AES-256-GCM (Advanced Encryption Standard, 256-bit key, Galois/Counter Mode). The key is derived from your passphrase with PBKDF2-HMAC-SHA256 using 250,000 iterations and a fresh 16-byte random salt. A new 12-byte random IV is generated for every message. GCM provides authenticated encryption — any tampering with the ciphertext is detected at decryption time.

Is my passphrase sent to a server?

No. All encryption happens inside your browser through the Web Crypto SubtleCrypto API. The passphrase, plaintext, derived key, and ciphertext exist only in this tab. Open DevTools → Network and click Encrypt — you will see zero outbound requests.

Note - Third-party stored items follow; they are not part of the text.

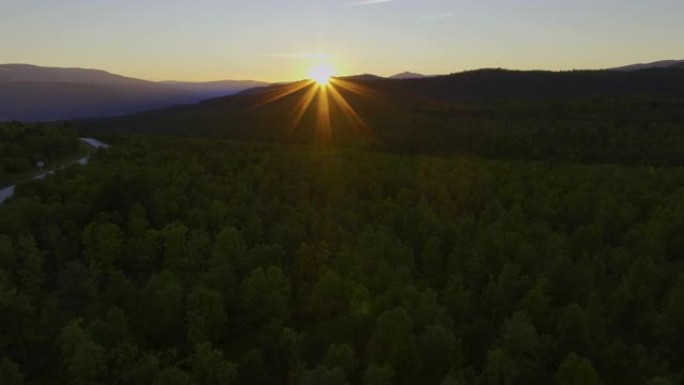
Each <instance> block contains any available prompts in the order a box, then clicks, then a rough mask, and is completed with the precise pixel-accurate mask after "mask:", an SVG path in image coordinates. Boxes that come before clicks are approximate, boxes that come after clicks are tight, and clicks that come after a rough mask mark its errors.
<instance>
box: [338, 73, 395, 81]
mask: <svg viewBox="0 0 684 385" xmlns="http://www.w3.org/2000/svg"><path fill="white" fill-rule="evenodd" d="M342 79H346V80H381V79H385V78H384V77H382V76H378V75H373V74H360V75H350V76H343V77H342Z"/></svg>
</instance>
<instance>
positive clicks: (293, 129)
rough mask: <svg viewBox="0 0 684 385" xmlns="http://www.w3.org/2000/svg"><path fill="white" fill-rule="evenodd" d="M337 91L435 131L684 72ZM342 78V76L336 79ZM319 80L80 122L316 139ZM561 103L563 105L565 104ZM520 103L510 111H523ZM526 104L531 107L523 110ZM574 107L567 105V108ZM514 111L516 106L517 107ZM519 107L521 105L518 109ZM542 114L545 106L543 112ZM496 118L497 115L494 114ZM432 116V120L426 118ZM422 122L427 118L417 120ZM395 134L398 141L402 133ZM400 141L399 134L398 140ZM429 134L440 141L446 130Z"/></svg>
mask: <svg viewBox="0 0 684 385" xmlns="http://www.w3.org/2000/svg"><path fill="white" fill-rule="evenodd" d="M338 80H339V83H338V85H337V86H335V87H336V90H337V91H338V92H339V94H340V95H341V96H342V97H343V99H344V100H345V101H346V102H347V103H348V105H349V106H350V107H351V108H352V109H353V110H354V111H355V112H356V113H357V114H358V116H360V117H361V119H362V120H363V121H364V122H366V123H367V124H368V125H369V126H370V127H373V129H374V130H375V131H374V132H376V133H379V132H382V135H384V136H385V137H386V138H394V137H395V134H394V133H395V132H399V131H395V130H401V129H402V127H407V129H408V128H409V127H413V128H412V129H415V130H418V131H419V130H423V129H425V130H426V132H435V131H429V129H428V127H432V126H436V127H439V124H436V123H435V122H436V121H439V120H434V118H435V117H437V116H439V117H441V118H440V119H442V118H443V119H445V121H447V120H449V119H452V118H460V117H463V116H469V114H474V115H472V116H475V115H477V114H482V115H481V116H482V117H483V118H487V116H489V114H491V113H492V112H491V110H489V107H482V108H480V107H477V108H475V109H472V110H469V109H468V108H464V107H463V106H464V105H468V104H472V105H477V106H489V105H492V104H498V103H505V102H511V103H512V104H510V105H511V106H519V105H526V104H527V103H536V102H540V101H541V102H542V103H543V104H544V105H547V103H554V105H558V106H561V107H562V106H564V105H566V103H569V104H568V106H571V105H575V104H573V103H575V102H581V103H584V101H587V100H591V99H592V98H601V99H603V100H611V99H613V98H623V99H624V98H627V99H629V98H632V97H637V98H638V97H640V96H643V95H653V96H658V95H663V96H671V95H680V94H681V92H682V90H684V71H565V72H549V71H508V70H500V69H491V70H477V71H467V72H462V73H455V74H451V75H445V76H435V77H426V78H422V79H415V80H408V79H407V80H401V79H399V80H388V79H385V78H380V77H377V76H360V77H356V78H349V77H347V78H339V79H338ZM333 85H335V83H333ZM313 87H315V85H313V84H308V85H307V83H306V81H302V82H298V83H289V84H277V85H272V86H269V87H261V88H254V89H250V90H248V91H244V92H241V93H239V94H237V95H232V96H227V97H223V98H217V99H212V100H207V101H204V102H202V103H200V104H195V105H189V106H182V107H173V108H167V109H164V110H158V111H147V112H143V113H139V114H134V115H129V116H124V117H117V118H114V119H99V120H91V121H84V122H76V123H75V124H76V125H77V126H78V127H79V128H81V127H82V128H84V129H91V130H93V131H97V130H104V131H110V132H126V133H158V134H181V135H193V136H203V135H216V136H221V137H228V138H232V139H239V140H263V141H276V142H279V141H283V142H293V141H294V142H297V141H305V142H306V141H309V142H310V141H314V140H316V138H317V137H318V136H317V135H319V134H320V129H318V128H319V127H318V124H319V123H318V122H319V117H318V115H317V113H318V109H317V108H314V107H311V108H308V109H304V110H301V108H302V106H303V104H302V101H306V100H311V103H312V105H313V106H316V105H317V104H316V103H317V101H316V100H320V99H319V98H321V94H320V93H319V94H316V93H315V89H314V90H313V92H314V94H315V95H317V96H316V97H314V99H310V96H307V95H309V92H310V91H312V88H313ZM330 100H331V101H330V106H329V108H330V110H329V111H330V114H331V116H332V118H331V120H332V121H333V124H334V125H335V129H334V130H333V132H334V133H335V135H338V137H337V139H340V138H343V137H344V138H348V139H350V140H354V138H355V135H356V134H358V133H360V132H365V131H366V130H359V129H358V127H356V126H355V125H354V121H353V119H349V112H348V110H347V109H345V108H342V107H340V104H339V103H336V102H335V99H334V98H332V99H330ZM561 107H558V108H561ZM518 108H519V107H515V108H513V109H512V110H511V111H520V110H518ZM297 110H300V113H301V115H300V116H299V118H297V119H298V122H299V123H297V124H298V126H297V128H296V129H293V128H292V126H290V125H291V124H293V122H294V120H295V117H294V114H293V111H297ZM522 111H524V110H522ZM570 111H571V110H570V109H569V110H568V113H569V112H570ZM511 113H513V112H511ZM515 113H516V114H517V113H518V112H515ZM540 113H541V112H540ZM490 117H491V116H490ZM424 119H427V120H424ZM416 122H422V123H420V124H417V123H416ZM401 135H402V134H400V133H398V134H396V138H397V139H396V140H402V139H401V137H402V136H401ZM392 140H394V139H392ZM429 140H433V141H439V140H440V139H439V135H435V136H432V137H430V139H429Z"/></svg>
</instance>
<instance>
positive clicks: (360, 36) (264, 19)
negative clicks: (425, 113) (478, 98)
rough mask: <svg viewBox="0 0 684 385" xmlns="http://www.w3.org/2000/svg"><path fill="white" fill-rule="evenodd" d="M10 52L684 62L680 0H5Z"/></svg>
mask: <svg viewBox="0 0 684 385" xmlns="http://www.w3.org/2000/svg"><path fill="white" fill-rule="evenodd" d="M0 2H2V5H1V7H0V63H33V64H40V65H54V66H70V67H87V68H100V69H105V70H108V71H111V72H116V73H121V74H124V75H128V76H134V77H141V78H146V79H152V80H168V79H175V80H216V79H228V78H230V79H247V78H249V79H259V80H269V81H278V80H294V79H300V78H303V77H306V75H307V73H308V72H309V71H310V69H311V67H312V66H316V65H318V64H320V63H322V62H324V63H326V64H330V65H332V66H333V67H334V68H335V69H336V70H337V72H338V73H339V74H343V75H346V74H356V73H376V74H380V75H391V74H394V73H397V72H402V71H405V70H410V71H415V72H421V73H427V74H438V73H450V72H456V71H461V70H466V69H475V68H482V67H505V68H515V69H551V70H567V69H578V68H606V67H611V66H617V65H622V64H629V63H635V62H645V61H654V60H661V59H684V21H683V19H682V17H683V15H684V1H682V0H640V1H639V0H591V1H590V0H572V1H570V0H477V1H476V0H470V1H464V0H365V1H362V0H195V1H191V0H135V1H134V0H130V1H129V0H59V1H57V0H0Z"/></svg>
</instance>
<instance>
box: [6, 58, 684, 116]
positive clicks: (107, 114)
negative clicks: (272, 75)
mask: <svg viewBox="0 0 684 385" xmlns="http://www.w3.org/2000/svg"><path fill="white" fill-rule="evenodd" d="M676 68H684V60H663V61H658V62H653V63H646V64H632V65H627V66H623V67H617V68H613V69H612V71H578V72H580V73H582V75H580V76H573V75H567V76H564V75H559V73H553V72H548V71H502V70H476V71H466V72H463V73H460V74H452V75H449V76H425V75H421V74H418V73H415V72H402V73H399V74H396V75H393V76H390V77H381V76H377V75H372V74H361V75H355V76H348V77H344V78H342V79H346V80H348V81H355V82H365V83H368V82H376V83H377V81H380V80H383V81H382V82H379V83H382V85H376V86H374V87H381V88H383V89H385V90H387V91H391V93H394V94H402V95H406V94H407V93H413V94H414V96H417V95H423V94H427V95H430V97H431V98H435V97H436V98H438V99H439V98H444V97H446V98H447V99H454V98H456V99H458V100H468V99H478V98H484V99H488V98H492V97H499V98H500V97H507V95H508V96H512V97H520V96H521V95H523V94H529V95H537V96H539V95H547V94H548V95H549V96H551V97H553V95H554V94H558V93H559V92H560V93H566V94H567V93H574V92H579V91H580V90H581V91H582V92H584V91H585V89H584V88H582V87H583V86H587V87H589V89H596V87H595V86H594V85H591V84H585V82H586V81H587V80H588V79H589V80H591V79H594V78H600V79H603V80H604V81H608V80H607V79H610V81H609V83H607V84H604V85H603V86H602V87H603V88H601V92H605V91H607V90H609V89H611V90H613V91H612V92H615V93H618V94H619V93H620V92H623V91H624V90H625V89H626V88H630V87H632V88H634V87H642V88H648V89H656V88H657V89H663V88H667V89H669V88H671V86H670V85H668V84H666V81H665V80H663V81H660V82H658V81H656V80H654V79H655V78H658V75H654V76H641V77H639V76H637V77H629V79H622V78H620V77H619V76H612V77H606V76H605V75H604V72H613V73H630V72H634V71H637V70H644V69H663V70H666V69H676ZM637 72H641V71H637ZM495 79H499V80H495ZM639 79H641V80H639ZM386 80H391V81H389V82H388V81H386ZM405 80H410V81H411V87H409V89H405V85H404V84H403V83H402V82H403V81H405ZM497 81H499V82H501V83H495V82H497ZM623 81H627V83H624V84H623ZM553 83H556V84H557V86H558V87H559V88H558V90H555V91H552V90H550V89H549V86H548V85H549V84H553ZM269 85H270V84H269V83H265V82H258V81H252V80H244V81H235V80H221V81H213V82H181V81H164V82H153V81H148V80H142V79H135V78H131V77H125V76H121V75H116V74H112V73H109V72H105V71H101V70H94V69H81V68H54V67H39V66H35V65H28V64H5V65H0V121H7V120H20V121H55V120H75V119H84V118H101V117H115V116H122V115H128V114H132V113H138V112H143V111H150V110H158V109H166V108H169V107H174V106H181V105H193V104H196V103H199V102H201V101H204V100H209V99H214V98H220V97H224V96H229V95H234V94H237V93H240V92H242V91H245V90H252V89H255V91H250V93H252V94H253V93H254V92H256V94H258V93H259V92H260V91H259V90H260V89H261V88H263V87H267V89H268V86H269ZM278 86H279V85H274V87H278ZM530 87H531V88H530ZM599 88H600V87H599ZM534 90H536V91H534Z"/></svg>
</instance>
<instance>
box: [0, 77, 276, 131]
mask: <svg viewBox="0 0 684 385" xmlns="http://www.w3.org/2000/svg"><path fill="white" fill-rule="evenodd" d="M267 84H268V83H264V82H257V81H232V80H224V81H217V82H203V83H192V82H153V81H148V80H141V79H135V78H130V77H125V76H120V75H115V74H111V73H109V72H105V71H101V70H93V69H81V68H54V67H39V66H34V65H28V64H5V65H0V121H2V120H22V121H50V120H70V119H80V118H88V117H102V116H117V115H125V114H129V113H134V112H139V111H145V110H150V109H158V108H165V107H171V106H175V105H182V104H191V103H197V102H200V101H202V100H205V99H210V98H215V97H219V96H225V95H231V94H235V93H237V92H240V91H243V90H245V89H248V88H252V87H258V86H264V85H267Z"/></svg>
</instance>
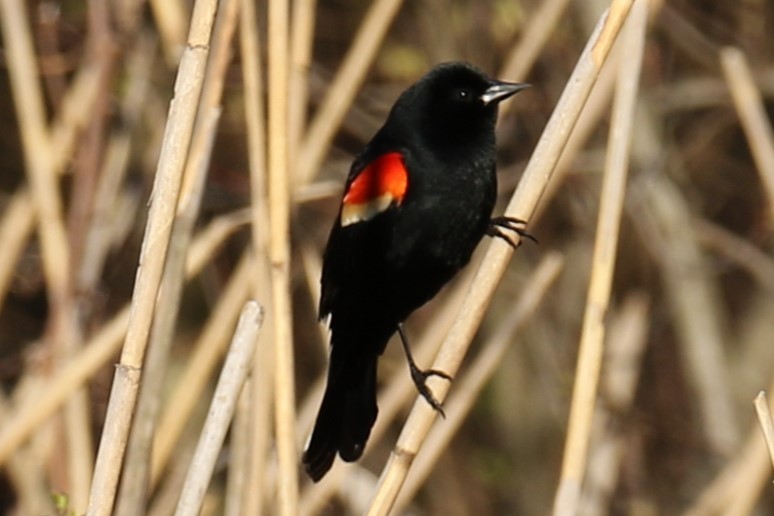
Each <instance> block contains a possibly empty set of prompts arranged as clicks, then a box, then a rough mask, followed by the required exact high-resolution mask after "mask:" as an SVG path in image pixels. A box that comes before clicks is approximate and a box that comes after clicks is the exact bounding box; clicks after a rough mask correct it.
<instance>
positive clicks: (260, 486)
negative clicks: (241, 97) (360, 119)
mask: <svg viewBox="0 0 774 516" xmlns="http://www.w3.org/2000/svg"><path fill="white" fill-rule="evenodd" d="M240 48H241V55H242V77H243V81H244V87H245V119H246V120H245V126H246V135H247V159H248V165H249V168H250V214H251V230H252V231H251V236H252V246H253V253H254V256H255V258H254V260H253V264H254V266H253V271H254V274H253V277H252V291H253V292H252V293H253V297H254V298H255V299H261V300H265V303H266V304H267V306H266V309H267V311H268V312H269V313H273V307H272V306H271V279H270V273H269V264H268V251H267V249H268V237H269V236H268V235H269V215H268V200H267V195H268V194H267V189H268V186H267V178H266V176H267V173H266V129H265V120H266V118H265V116H264V114H265V109H264V105H263V91H262V90H263V88H262V85H261V81H262V74H261V63H260V56H261V48H260V39H259V37H258V20H257V18H256V13H255V2H253V1H252V0H242V16H241V24H240ZM272 320H273V317H269V320H268V321H267V322H266V326H265V327H264V329H263V331H261V337H260V339H261V342H260V343H259V347H258V352H257V353H255V355H254V357H253V380H252V382H251V390H250V400H251V401H250V402H251V407H250V408H251V410H250V444H249V453H248V455H249V464H248V471H247V483H248V485H250V486H251V487H252V488H251V489H248V490H246V491H245V492H244V495H243V500H242V505H243V513H244V514H254V515H260V514H263V510H264V508H265V507H267V506H268V504H267V503H266V502H265V498H268V497H267V492H268V489H267V486H266V484H267V482H266V478H267V476H268V475H267V474H266V472H267V469H268V466H267V464H268V457H267V456H268V449H269V443H270V439H271V426H272V425H271V423H272V418H271V411H272V408H273V407H272V397H273V393H274V389H273V385H274V375H273V370H274V353H273V346H272V343H273V339H274V324H273V323H272Z"/></svg>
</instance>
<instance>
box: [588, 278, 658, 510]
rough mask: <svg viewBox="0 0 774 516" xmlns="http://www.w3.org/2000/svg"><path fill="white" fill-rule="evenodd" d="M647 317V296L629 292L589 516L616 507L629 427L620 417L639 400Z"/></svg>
mask: <svg viewBox="0 0 774 516" xmlns="http://www.w3.org/2000/svg"><path fill="white" fill-rule="evenodd" d="M647 316H648V301H647V298H646V296H645V294H644V293H634V294H630V295H628V296H627V298H626V299H625V300H624V302H623V304H622V305H621V307H620V309H618V310H617V311H616V312H614V313H613V316H612V317H611V321H610V331H609V332H608V334H607V335H608V336H607V338H606V348H607V353H606V354H605V363H604V365H603V367H602V373H603V374H602V378H601V379H600V381H601V383H600V386H599V391H600V398H601V399H603V400H604V403H600V406H599V408H598V411H597V414H596V416H595V418H594V432H593V433H594V436H595V438H594V440H593V441H592V443H591V445H590V451H589V460H588V467H587V472H586V482H585V483H586V486H587V487H586V489H584V492H583V497H582V499H581V503H580V510H579V511H578V512H579V513H580V514H583V515H584V516H597V515H599V516H602V515H604V514H608V512H609V511H610V502H611V497H612V496H613V493H614V492H615V489H616V486H617V485H618V482H619V478H620V473H621V467H622V459H623V453H624V451H625V450H626V444H627V439H626V435H625V434H624V432H625V430H622V426H623V425H621V424H620V423H619V424H616V423H617V422H618V421H617V420H618V419H620V416H619V415H620V414H626V413H627V412H628V411H629V409H630V408H631V405H632V403H633V402H634V396H635V394H636V389H637V382H638V380H639V376H640V366H641V364H642V357H643V354H644V351H645V344H646V342H647V333H648V321H647ZM623 428H625V426H624V427H623Z"/></svg>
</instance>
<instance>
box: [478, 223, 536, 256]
mask: <svg viewBox="0 0 774 516" xmlns="http://www.w3.org/2000/svg"><path fill="white" fill-rule="evenodd" d="M526 226H527V221H525V220H521V219H517V218H516V217H506V216H502V217H495V218H493V219H492V220H490V221H489V226H487V229H486V234H487V235H489V236H491V237H494V238H502V239H503V240H505V242H507V243H508V245H510V246H511V247H513V248H514V249H516V248H517V247H518V246H519V244H517V243H516V242H515V241H514V240H513V238H511V236H510V235H508V234H507V233H505V232H503V229H505V230H508V231H513V232H514V233H516V234H517V235H519V236H520V237H521V238H528V239H530V240H532V241H533V242H535V243H537V238H535V237H534V236H533V235H532V234H531V233H529V232H528V231H527V229H526ZM519 243H521V242H519Z"/></svg>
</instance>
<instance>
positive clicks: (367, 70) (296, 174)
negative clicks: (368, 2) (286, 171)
mask: <svg viewBox="0 0 774 516" xmlns="http://www.w3.org/2000/svg"><path fill="white" fill-rule="evenodd" d="M402 3H403V2H402V0H377V1H376V2H374V3H373V4H372V5H371V8H370V9H369V10H368V13H367V14H366V16H365V18H364V19H363V22H362V23H361V24H360V28H359V29H358V31H357V35H356V36H355V38H354V39H353V40H352V44H351V45H350V47H349V51H348V52H347V55H346V56H345V57H344V60H343V61H342V63H341V67H340V68H339V71H338V72H337V73H336V77H335V78H334V79H333V82H332V83H331V85H330V87H329V88H328V91H327V93H326V94H325V98H324V99H323V101H322V104H321V105H320V108H319V109H318V110H317V113H316V114H315V117H314V119H313V120H312V121H311V122H310V123H309V127H308V129H307V131H306V136H305V137H304V142H303V145H302V146H301V148H300V149H299V151H300V153H299V158H298V161H297V163H296V170H295V177H296V179H297V180H296V182H295V184H296V186H298V185H302V184H306V183H308V182H310V181H311V180H312V179H313V178H314V175H315V174H316V173H317V171H318V170H319V169H320V166H321V165H322V162H323V160H324V159H325V155H326V153H327V152H328V148H329V147H330V144H331V141H332V140H333V137H334V135H335V134H336V130H337V129H338V128H339V126H340V125H341V121H342V120H343V119H344V115H345V114H346V113H347V110H348V109H349V107H350V105H351V104H352V101H353V100H354V99H355V95H356V94H357V91H358V89H359V88H360V86H361V85H362V84H363V81H364V80H365V76H366V72H367V71H368V68H369V67H370V66H371V63H372V62H373V60H374V58H375V57H376V52H377V51H378V50H379V48H380V46H381V44H382V40H383V39H384V36H385V35H386V34H387V29H388V28H389V27H390V24H391V23H392V20H393V19H394V18H395V15H396V14H397V13H398V9H400V6H401V4H402Z"/></svg>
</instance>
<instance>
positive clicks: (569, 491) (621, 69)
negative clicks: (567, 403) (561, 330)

What does the base64 output contain?

The output packs three things: the 16-byte salt (used for PBKDF2 on the receiving end), the 12-byte IV (required by AES-GCM), and the variable-length ciphertext including the GCM authentication tag. Layout is salt || iv || ciphertext, then base64 encoded. To decrypt you need only this one string and the passphrase — no separate IV or salt fields to track.

How strong is a 250,000-iteration PBKDF2?

OWASP currently recommends at least 600,000 iterations for PBKDF2-SHA256, but 250,000 is a reasonable browser default that finishes in well under a second on most devices while still costing an attacker meaningful compute per guess. The real defence against brute force is a long, high-entropy passphrase — 4+ random words from a wordlist, or a 16+ character random string. PBKDF2 buys you orders of magnitude, not infinity.

What happens if I forget the passphrase?

The ciphertext is unrecoverable. There is no backdoor, no recovery key, and no way for OpenFormatter to help — we never see the passphrase or the data. Store the passphrase in a password manager (1Password, Bitwarden, KeePass) before you encrypt anything important.

Can I encrypt files with this tool?

This page is text-only. AES-GCM works equally well on binary data — you can extend the same code to read a File via FileReader.readAsArrayBuffer and pass the ArrayBuffer to crypto.subtle.encrypt. The output and decrypt format would be identical except larger. We may add a file mode in the future.

Why AES-GCM and not AES-CBC?

AES-CBC provides confidentiality but no integrity — an attacker who can flip ciphertext bits can manipulate plaintext bits in predictable ways (padding-oracle attacks are the classic example). AES-GCM is an AEAD mode: it returns ciphertext with a built-in authentication tag, so any modification causes decryption to fail loudly rather than silently produce garbage. For new code, use GCM (or ChaCha20-Poly1305).

Is the output the same every time?

No, and that is by design. Both the salt and the IV are randomised per message, so encrypting the same plaintext with the same passphrase produces a completely different base64 string each time. This prevents an observer from learning that two ciphertexts share the same plaintext, and is required for AES-GCM security.